Millions are Watching, and They’re Not Being Served
The relatively few climate-related segments that did air on ABC, CBS and NBC since January demonstrate that the networks are quite capable of covering the subject in a compelling way. The amount of attention they devoted, however, was nowhere near what it should have been given the magnitude of the problem.
Besides their scanty coverage, the networks missed some obvious opportunities to make the climate connection. For example, all of the evening newscasts reported on the devastating rains and flooding in Louisiana last August. According to Climate Nexus, the storm that triggered the flooding “was supercharged by running over a warmer ocean and through an atmosphere made wetter by global warming.” No matter, according to Media Matters, none of the five NBC Nightly News segments, three World News Tonight segments, or three CBS Evening News segments on the floods cited the climate link. That’s just bad reporting.

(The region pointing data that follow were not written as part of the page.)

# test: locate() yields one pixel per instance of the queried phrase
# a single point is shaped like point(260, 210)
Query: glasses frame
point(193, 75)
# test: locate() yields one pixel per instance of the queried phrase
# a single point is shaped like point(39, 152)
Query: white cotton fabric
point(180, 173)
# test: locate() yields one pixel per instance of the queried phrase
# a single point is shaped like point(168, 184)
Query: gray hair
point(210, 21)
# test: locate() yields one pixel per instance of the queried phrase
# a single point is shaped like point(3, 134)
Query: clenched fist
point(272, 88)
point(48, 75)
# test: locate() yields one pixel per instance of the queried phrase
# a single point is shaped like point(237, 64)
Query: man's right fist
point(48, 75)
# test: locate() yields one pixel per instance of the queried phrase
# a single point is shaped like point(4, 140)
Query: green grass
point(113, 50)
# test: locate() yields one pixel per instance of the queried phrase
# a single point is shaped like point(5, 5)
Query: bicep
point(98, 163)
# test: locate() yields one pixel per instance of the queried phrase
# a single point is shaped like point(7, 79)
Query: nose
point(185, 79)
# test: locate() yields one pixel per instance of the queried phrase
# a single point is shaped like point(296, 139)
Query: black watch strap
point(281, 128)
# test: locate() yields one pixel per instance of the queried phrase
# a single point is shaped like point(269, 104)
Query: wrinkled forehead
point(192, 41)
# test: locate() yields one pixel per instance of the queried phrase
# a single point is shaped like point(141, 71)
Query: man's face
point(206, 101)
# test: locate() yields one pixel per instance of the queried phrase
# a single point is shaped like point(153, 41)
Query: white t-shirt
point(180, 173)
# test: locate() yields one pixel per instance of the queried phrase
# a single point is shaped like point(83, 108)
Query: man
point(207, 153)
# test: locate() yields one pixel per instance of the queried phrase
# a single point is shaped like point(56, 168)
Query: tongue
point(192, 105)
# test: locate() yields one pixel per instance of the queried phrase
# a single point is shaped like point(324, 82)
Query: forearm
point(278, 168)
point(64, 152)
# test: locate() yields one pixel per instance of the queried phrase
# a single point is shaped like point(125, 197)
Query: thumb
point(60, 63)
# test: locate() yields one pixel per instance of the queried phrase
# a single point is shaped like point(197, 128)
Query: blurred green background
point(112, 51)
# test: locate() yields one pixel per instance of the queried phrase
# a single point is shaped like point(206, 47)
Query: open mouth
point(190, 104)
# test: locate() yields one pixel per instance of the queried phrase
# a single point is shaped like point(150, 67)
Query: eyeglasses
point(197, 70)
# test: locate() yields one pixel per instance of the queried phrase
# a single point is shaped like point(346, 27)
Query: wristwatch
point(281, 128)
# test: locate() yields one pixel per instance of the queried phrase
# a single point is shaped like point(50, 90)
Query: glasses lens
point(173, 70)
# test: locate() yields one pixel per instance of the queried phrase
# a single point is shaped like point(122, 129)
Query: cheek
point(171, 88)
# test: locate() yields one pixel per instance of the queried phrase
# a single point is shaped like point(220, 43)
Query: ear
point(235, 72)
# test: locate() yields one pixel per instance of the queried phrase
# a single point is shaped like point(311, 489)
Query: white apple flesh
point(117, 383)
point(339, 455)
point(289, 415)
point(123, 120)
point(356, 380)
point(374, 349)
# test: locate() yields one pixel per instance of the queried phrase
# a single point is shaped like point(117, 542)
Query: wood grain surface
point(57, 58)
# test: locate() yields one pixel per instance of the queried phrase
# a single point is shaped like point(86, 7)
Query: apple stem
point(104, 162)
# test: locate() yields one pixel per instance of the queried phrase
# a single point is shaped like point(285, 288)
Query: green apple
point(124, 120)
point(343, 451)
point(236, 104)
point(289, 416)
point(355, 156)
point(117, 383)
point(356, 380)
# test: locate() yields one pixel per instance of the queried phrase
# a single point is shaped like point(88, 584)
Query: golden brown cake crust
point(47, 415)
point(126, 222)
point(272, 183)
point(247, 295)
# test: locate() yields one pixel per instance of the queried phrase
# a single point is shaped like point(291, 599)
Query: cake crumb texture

One other point to consider is when the networks aired the bulk of their climate stories and briefs. Nearly two-thirds of the segments (20 of 32) aired on one of the network morning shows, as did more than 85 percent of the briefs (21 of 24). Why is that important? Because nearly twice as many viewers watch the evening news shows.
That said, despite the fact that the legacy broadcast networks have lost ground to cable and online sources in recent years, all of their news shows still command sizable audiences. According to figures from the week of October 24, slightly more than 23 million people watched one of the three broadcast networks’ evening newscasts. ABC’s World News Tonight led the pack with an audience of nearly 8.19 million viewers, just edging out NBC Nightly News for the top spot. The CBS Evening News came in last with 6.79 million viewers that week.
Fortunately, to paraphrase a Nobel Prize-winning poet, you don’t need a TV network to know which way the wind blows. Despite Donald Trump’s well-publicized contention that climate change is a Chinese-inspired hoax, nearly three-quarters of American voters now say global warming is happening and nearly 70 percent support a carbon tax.
When the story of this past election is written, however, a glaring and mystifying fact for historians will no doubt be how little attention was paid to perhaps the most important issue of our time. And the failure of the commercial broadcast networks to adequately address climate change should be front and center in that story. Their track record covering climate change this year has been so pathetic, it arguably violates the spirit — if not the letter — of the federal requirement that broadcast networks serve the public interest.
Elliott Negin is a senior writer at the Union of Concerned Scientists. His articles have appeared in the Atlantic Monthly, Columbia Journalism Review, The Hill and many other publications.